Data: 2003-10-08 07:25:47
Temat: Re: Orzechy włoskie - co z nich?
Od: "Agata Solon" <a...@p...onet.pl>
Pokaż wszystkie nagłówki
> > Mnie tez, mam kilka skrzynek. Ja bardzo chetnie dodaje do salatek,
> Tiaaa..., ale ile można ich o takiej sałatki dodać... Z zeszłego roku,
> mimo dość intensywnego zużywania, jeszcze zostało, a w tym doszły mi
> jeszcze dwa drzewa ;-). Dlatego myślałem o bardziej "hurtowym"
> przetwarzaniu :-)
>
> --
> Pozdrawiam
> Zbychu (Ivan)
Moze stan rano w sobote na targu i sprzedaj? ;o))

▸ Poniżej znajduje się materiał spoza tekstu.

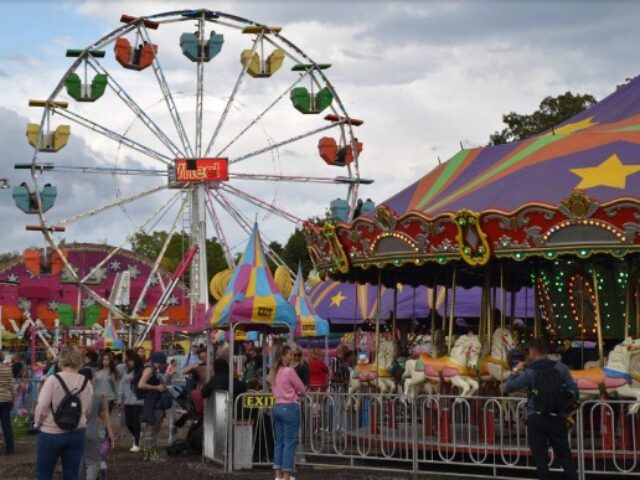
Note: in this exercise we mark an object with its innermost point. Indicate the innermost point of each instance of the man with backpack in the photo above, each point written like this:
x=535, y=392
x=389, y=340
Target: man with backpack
x=551, y=391
x=151, y=388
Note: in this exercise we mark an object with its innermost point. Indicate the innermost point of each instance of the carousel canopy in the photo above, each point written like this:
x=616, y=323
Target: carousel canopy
x=252, y=298
x=572, y=192
x=336, y=301
x=308, y=322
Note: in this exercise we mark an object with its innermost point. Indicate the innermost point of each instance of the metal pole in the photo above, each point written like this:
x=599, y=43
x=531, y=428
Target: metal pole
x=598, y=316
x=378, y=305
x=452, y=307
x=394, y=316
x=433, y=310
x=628, y=299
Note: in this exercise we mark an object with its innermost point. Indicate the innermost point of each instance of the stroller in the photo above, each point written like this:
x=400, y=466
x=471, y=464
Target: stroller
x=192, y=442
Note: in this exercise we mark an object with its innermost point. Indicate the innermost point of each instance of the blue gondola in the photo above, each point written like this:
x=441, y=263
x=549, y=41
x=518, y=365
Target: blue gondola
x=26, y=200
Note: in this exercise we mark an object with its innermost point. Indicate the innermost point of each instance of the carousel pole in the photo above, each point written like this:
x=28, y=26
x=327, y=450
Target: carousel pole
x=598, y=316
x=536, y=316
x=503, y=298
x=628, y=300
x=452, y=309
x=433, y=310
x=378, y=308
x=394, y=316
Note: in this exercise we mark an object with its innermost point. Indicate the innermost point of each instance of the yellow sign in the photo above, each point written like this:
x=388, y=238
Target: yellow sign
x=258, y=401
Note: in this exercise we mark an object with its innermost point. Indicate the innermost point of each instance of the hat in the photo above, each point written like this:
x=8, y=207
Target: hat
x=158, y=357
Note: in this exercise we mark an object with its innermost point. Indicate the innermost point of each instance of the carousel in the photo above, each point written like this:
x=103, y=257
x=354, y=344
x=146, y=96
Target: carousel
x=557, y=214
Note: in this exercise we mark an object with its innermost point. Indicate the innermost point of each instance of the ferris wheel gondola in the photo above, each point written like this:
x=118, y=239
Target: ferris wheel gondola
x=188, y=168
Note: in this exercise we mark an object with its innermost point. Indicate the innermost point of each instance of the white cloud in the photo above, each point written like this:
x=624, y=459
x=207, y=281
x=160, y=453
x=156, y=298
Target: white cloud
x=423, y=76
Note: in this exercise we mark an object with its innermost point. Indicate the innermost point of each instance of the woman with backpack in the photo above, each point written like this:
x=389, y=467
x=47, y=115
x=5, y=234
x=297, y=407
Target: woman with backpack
x=61, y=415
x=106, y=379
x=152, y=388
x=287, y=389
x=128, y=398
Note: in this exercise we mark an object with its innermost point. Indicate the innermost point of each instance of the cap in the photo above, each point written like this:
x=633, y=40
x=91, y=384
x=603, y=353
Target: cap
x=158, y=357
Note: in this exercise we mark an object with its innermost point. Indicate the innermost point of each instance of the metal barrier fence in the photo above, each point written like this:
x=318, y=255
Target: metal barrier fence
x=433, y=434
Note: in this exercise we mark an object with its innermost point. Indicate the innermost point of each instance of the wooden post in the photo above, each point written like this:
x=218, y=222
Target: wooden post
x=598, y=316
x=452, y=310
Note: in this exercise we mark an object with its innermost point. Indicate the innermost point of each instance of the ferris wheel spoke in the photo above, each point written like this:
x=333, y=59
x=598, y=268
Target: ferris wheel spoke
x=227, y=107
x=245, y=224
x=168, y=97
x=163, y=250
x=108, y=133
x=262, y=204
x=163, y=208
x=267, y=177
x=285, y=142
x=263, y=113
x=200, y=86
x=135, y=108
x=217, y=225
x=118, y=203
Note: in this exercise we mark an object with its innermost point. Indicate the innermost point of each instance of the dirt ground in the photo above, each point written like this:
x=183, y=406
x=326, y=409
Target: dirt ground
x=123, y=465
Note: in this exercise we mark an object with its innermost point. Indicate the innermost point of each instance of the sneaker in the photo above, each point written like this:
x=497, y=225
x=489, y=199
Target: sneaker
x=153, y=455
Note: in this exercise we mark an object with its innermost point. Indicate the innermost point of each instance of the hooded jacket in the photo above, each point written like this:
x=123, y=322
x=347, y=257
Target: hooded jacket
x=525, y=379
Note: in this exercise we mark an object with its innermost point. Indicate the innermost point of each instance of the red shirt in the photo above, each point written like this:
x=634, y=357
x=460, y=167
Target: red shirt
x=318, y=373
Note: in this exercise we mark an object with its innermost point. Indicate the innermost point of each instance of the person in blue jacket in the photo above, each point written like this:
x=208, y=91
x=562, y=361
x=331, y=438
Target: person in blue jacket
x=550, y=390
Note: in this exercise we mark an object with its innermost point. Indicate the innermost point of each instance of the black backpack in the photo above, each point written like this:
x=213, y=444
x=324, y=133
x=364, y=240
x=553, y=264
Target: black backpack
x=549, y=391
x=69, y=411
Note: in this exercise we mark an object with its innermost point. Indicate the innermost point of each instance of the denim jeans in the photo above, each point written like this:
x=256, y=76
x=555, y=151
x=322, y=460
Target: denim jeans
x=286, y=419
x=5, y=423
x=68, y=447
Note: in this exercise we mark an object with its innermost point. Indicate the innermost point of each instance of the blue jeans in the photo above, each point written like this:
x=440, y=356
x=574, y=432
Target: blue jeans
x=286, y=419
x=5, y=422
x=68, y=447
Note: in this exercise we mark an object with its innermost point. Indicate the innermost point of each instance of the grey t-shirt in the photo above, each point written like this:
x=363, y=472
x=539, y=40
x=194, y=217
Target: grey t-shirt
x=94, y=432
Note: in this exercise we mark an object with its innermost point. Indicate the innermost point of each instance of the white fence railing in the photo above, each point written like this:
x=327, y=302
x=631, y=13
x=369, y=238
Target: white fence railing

Mozna jeszcze zrobic orzechowy odpowiednik marcepanu. Ja takie cos klade
jako najwyzsza warstwe na tort orzechowo - czekoladowy. Mysle, ze
przygotowane w wiekszej porcji uda sie przechowac, w woreczkach w
zamrazarce. Oprocz tortu mozna zastosowac nako surowiec na pralinki -
toczysz z tego kuleczki, mozesz nafaszerowac np. sliwka kalifornijska
moczona w rumie albo brandy, gotowe oblewac czekolada albo obtaczac w kakao.
500 g zmielonych orzechow
500 g cukru
sok z 1 duzej cytryny
pol szklanki wody
50 g wodki lub rumu
Cukier i wode zagotowac, gdy cukier sie rozpusci wrzucic orzechy, zamieszac.
wlac sok z cytryny, gdy masa wystygnie dodac alkohol. Jezeli za geste dolac
wiecej soku z cytryny lub alkoholu (w zaleznosci co preferujesz).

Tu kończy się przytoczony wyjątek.